# Introduction

This notebook explains what `pandabear` is.

> TL;DR: Library that makes it super easy to define schemas for your `pd.DataFrame`s and then actually *validate* dataframes against those schemas as they are passed in and out of functions.

## Problem

Let's say you have some marketing performance data that looks like this:

In [1]:
import pandas as pd

df = pd.DataFrame({
    'spend_fb': [1000, 2000, 3000],
    'impressions_fb': [10000, 20000, 30000],
    'clicks_fb': [100, 200, 300],
    'spend_gads': [4000, 5000, 6000],
    'impressions_gads': [40000, 50000, 60000],
    'clicks_gads': [400, 500, 600],
})

df

Unnamed: 0,spend_fb,impressions_fb,clicks_fb,spend_gads,impressions_gads,clicks_gads
0,1000,10000,100,4000,40000,400
1,2000,20000,200,5000,50000,500
2,3000,30000,300,6000,60000,600


And somewhere in your pipeline you're dropping the `"spend_"` columns using a function.

In [2]:
import pandas as pd

def drop_spend(df: pd.DataFrame) -> pd.DataFrame:
    """Drop columns that contain the substring 'spend'"""
    return df.drop(df.filter(regex='spend').columns, axis=1)

drop_spend(df)

Unnamed: 0,impressions_fb,clicks_fb,impressions_gads,clicks_gads
0,10000,100,40000,400
1,20000,200,50000,500
2,30000,300,60000,600


Even with this simple example, if you don't know what `df` looks like when it comes *into* the function you will struggle to know its state when returned.
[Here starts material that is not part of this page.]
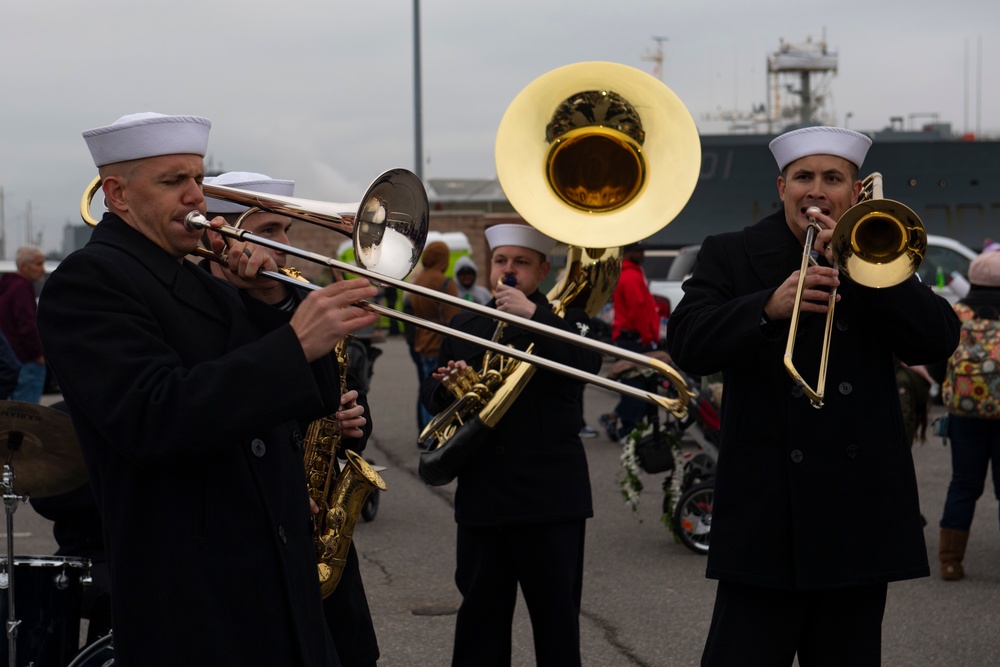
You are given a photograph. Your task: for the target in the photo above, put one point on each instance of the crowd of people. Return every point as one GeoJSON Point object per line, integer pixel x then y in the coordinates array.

**PROBLEM**: With complex dataframes and functions that **lack schema definitions**, it is **impossible to know** the state data as it is passed around in a pipeline.

## Solution

`pandabear` let's you
1. Define dataframe schemas
2. Pass those schemas to your function as type hints
3. Decorate functions with a `check_schemas` decorator

If you see this pattern in your code, you KNOW the state of the data by looking at the schema. **No more guessing or running the debugger to find out what a `df` contains!**

### Basic example

In [3]:
import pandabear as pb

# 1. Define dataframe schemas (put this in a separate file to keep things clean)
# ---------------------------

class PlatformPerformanceMetrics(pb.DataFrameModel):
    """A model for platform performance data"""
    spend_fb: int = pb.Field(ge=0)
    impressions_fb: int = pb.Field(ge=0)
    clicks_fb: int = pb.Field(ge=0)
    spend_gads: int = pb.Field(ge=0)
    impressions_gads: int = pb.Field(ge=0)
    clicks_gads: int = pb.Field(ge=0)

class AdPressureMetrics(pb.DataFrameModel):
    """A model for ad pressure data"""
    impressions_fb: int = pb.Field(ge=0)
    clicks_fb: int = pb.Field(ge=0)
    impressions_gads: int = pb.Field(ge=0)
    clicks_gads: int = pb.Field(ge=0)


# 2-3. Pass schemas to function and decorate with `check_schemas`
# ---------------------------------------------------------------

@pb.check_schemas
def drop_spend(df: pb.DataFrame[PlatformPerformanceMetrics]) -> pb.DataFrame[AdPressureMetrics]:
    """Drop columns that contain the substring 'spend'"""
    return df.drop(df.filter(regex='spend').columns, axis=1)

drop_spend(df)

Unnamed: 0,impressions_fb,clicks_fb,impressions_gads,clicks_gads
0,10000,100,40000,400
1,20000,200,50000,500
2,30000,300,60000,600


### Using regex aliases

The schema API allows for a much more concise way to define schemas, using aliases and regex! Basically, if you have lots of columns that are named similarly following some convention, you can define one field that matches them all using a regex alias.

In [4]:
# 1. Define dataframe schemas
# ---------------------------

class PlatformPerformanceMetrics(pb.DataFrameModel):
    """A model for platform performance data"""
    spend: int = pb.Field(ge=0, alias="spend_.+", regex=True)
    impressions: int = pb.Field(ge=0, alias="impressions_.+", regex=True)
    clicks: int = pb.Field(ge=0, alias="clicks_.+", regex=True)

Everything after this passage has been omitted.